First, have you cleaned it? Did you get all new needles? That is a must. The old ones just don't always work right. Did you get a new spring? What size cylinder(s) do you have? I would watch all the Erlbacher Gearhart You Tubes. Your setup will be about the same. Even tho yours is older it should work very much like it. Peewee the Erlbacher owner has worked hard to try to stay as close to the original Gearhart. There has been some new modifications but still the same.
If you would like to pm me I will try to answer. I will be gone tomorrow with my DH for an outpatient procedure, but I will answer as soon as I can.
Madonna
Crankin Mad


----------



## laceandbits (Jun 23, 2011)

I had one of the early New Zealand machines here to sort out for someone, and I was not impressed with it. One of their assets is that they are lighter as they are aluminium not cast iron, but even though it had it's own stand, it tipped very easily. It also didn't run as smoothly as my vintage UK equivalent machine. It jammed very easily on short rows and had cost her over £1000 with shipping and taxes, more than she would have paid for a top quality, restored vintage machine which would keep its value. The problem with a new machine is the same as a car, they lose value the minute they leave the showroom.

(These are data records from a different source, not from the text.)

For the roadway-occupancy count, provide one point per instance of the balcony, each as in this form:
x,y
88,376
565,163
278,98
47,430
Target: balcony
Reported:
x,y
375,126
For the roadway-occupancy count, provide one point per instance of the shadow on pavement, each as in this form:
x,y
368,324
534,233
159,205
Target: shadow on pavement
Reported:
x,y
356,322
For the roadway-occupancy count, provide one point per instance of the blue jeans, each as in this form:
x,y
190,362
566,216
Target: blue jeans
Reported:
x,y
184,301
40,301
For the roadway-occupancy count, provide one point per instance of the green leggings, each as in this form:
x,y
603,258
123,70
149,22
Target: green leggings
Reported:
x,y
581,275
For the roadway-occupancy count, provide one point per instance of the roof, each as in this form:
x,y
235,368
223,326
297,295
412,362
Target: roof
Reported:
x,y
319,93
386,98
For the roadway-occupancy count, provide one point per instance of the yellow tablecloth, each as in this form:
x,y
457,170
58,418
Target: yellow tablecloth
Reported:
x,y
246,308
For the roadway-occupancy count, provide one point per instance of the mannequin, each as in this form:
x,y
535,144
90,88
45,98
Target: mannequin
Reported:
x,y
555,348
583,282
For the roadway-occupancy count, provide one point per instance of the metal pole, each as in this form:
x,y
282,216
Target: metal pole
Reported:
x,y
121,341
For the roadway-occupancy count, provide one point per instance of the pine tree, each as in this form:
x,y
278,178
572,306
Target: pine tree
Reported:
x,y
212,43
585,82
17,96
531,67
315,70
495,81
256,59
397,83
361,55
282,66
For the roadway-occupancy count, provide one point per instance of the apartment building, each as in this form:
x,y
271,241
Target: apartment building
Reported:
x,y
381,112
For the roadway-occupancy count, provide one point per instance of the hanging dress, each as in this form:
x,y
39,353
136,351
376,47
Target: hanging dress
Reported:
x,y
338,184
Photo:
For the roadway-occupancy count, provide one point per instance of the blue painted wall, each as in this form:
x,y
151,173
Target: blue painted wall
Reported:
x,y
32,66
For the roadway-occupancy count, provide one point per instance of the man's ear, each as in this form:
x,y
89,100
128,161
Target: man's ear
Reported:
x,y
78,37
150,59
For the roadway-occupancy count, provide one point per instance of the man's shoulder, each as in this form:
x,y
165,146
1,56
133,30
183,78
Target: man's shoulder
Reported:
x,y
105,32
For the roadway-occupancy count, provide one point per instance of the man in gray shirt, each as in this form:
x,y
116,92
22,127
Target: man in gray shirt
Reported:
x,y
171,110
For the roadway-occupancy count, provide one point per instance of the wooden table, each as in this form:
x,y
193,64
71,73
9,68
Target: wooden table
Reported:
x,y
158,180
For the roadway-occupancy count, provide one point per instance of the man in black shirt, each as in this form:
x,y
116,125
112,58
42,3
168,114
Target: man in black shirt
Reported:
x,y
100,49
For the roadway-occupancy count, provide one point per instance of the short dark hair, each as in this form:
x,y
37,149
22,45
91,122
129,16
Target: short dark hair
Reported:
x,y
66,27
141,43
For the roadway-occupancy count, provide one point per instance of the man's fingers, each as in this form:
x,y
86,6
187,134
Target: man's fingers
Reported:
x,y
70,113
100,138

But having said all that, her more recent machines were better than the first ones as she made them simpler. And you could buy different needle count cylinders for them. 

I have a feeling that her factory was hit in the Christchurch earthquake, so you may be unlucky anyway.


----------



## snwyowl91 (Jan 16, 2013)

I have done nothing. I am concerned about screwing it up. My husband who is very mechanically inclined has offered to clean it for me. I know I need new needles. I also think I need new ribbers(?). They are these round rubber parts that are cracking. The machine will crank and it has been stored in-doors for all these years. Thanks for the You-Tube suggestion. I know how I will spend my weekend. LOL. I will probably be taking you up on the pm offer as I figure out exactly what I have and what I need. Pat


----------



## joannelee (Dec 21, 2011)

Beautful job, Julie !!!!!!!!!!!!!!!


----------



## MadsWeb (May 27, 2011)

Julie 
They look great. I finished up a part to be felted for Dad. He wears them to sleep in every night.
Madonna
Crankin' Mad


----------



## jkruse1971 (Feb 4, 2011)

Thanks ladies! I was supposed to be cleaning my house.....lol! Oh well, it's finally getting cold here in Chicago and I needed some new socks! That's my story and I'm stickin' to it!
Madonna is that Peter's yarn that you're felting? I'm so 'on the fence' about ordering it! 
Julie


----------



## MadsWeb (May 27, 2011)

jkruse1971 said:


> Thanks ladies! I was supposed to be cleaning my house.....lol! Oh well, it's finally getting cold here in Chicago and I needed some new socks! That's my story and I'm stickin' to it!
> Madonna is that Peter's yarn that you're felting? I'm so 'on the fence' about ordering it!
> Julie


Julie
Yes, it is Peter's yarn. I wouldn't do it unless you are purchasing it for really tough socks. It is hard to knit with and has little to no elasticity. The yarns break easy when doing the heel and toes. So I would say no unless you want to make placemats, purses or etc. on your flatbed and then I am not real sure about that yet. I have made about 4 or 5 pair with it. Dad loves it because he can put them on over his cotton socks and sleep in them. I would go with Fisherman's instead of this. It was worth a try and for the cost I will make many sock. Here is a picture post felting.


----------



## MadsWeb (May 27, 2011)

Here is the pair I finished felting this morning. Like I said he loves them. I would burn up if I had to wear them.


----------



## MadsWeb (May 27, 2011)

Ok so all of you don't think I just make work socks and scarves. I stayed up last night and did 2 pairs for myself or to sell. Which ever comes first. LOL The green and yellow are an alpaca blend the other is a wool blend (not as soft)


----------



## joannelee (Dec 21, 2011)

Beautiful work, we hope to be as good as you are come day.,


----------



## MadsWeb (May 27, 2011)

joannelee said:


> Beautiful work, we hope to be as good as you are come day.,


It is practice, practice, pratice. Once you get it that is all it is. Getting the machine set right is the main thing, then anything is possible.


----------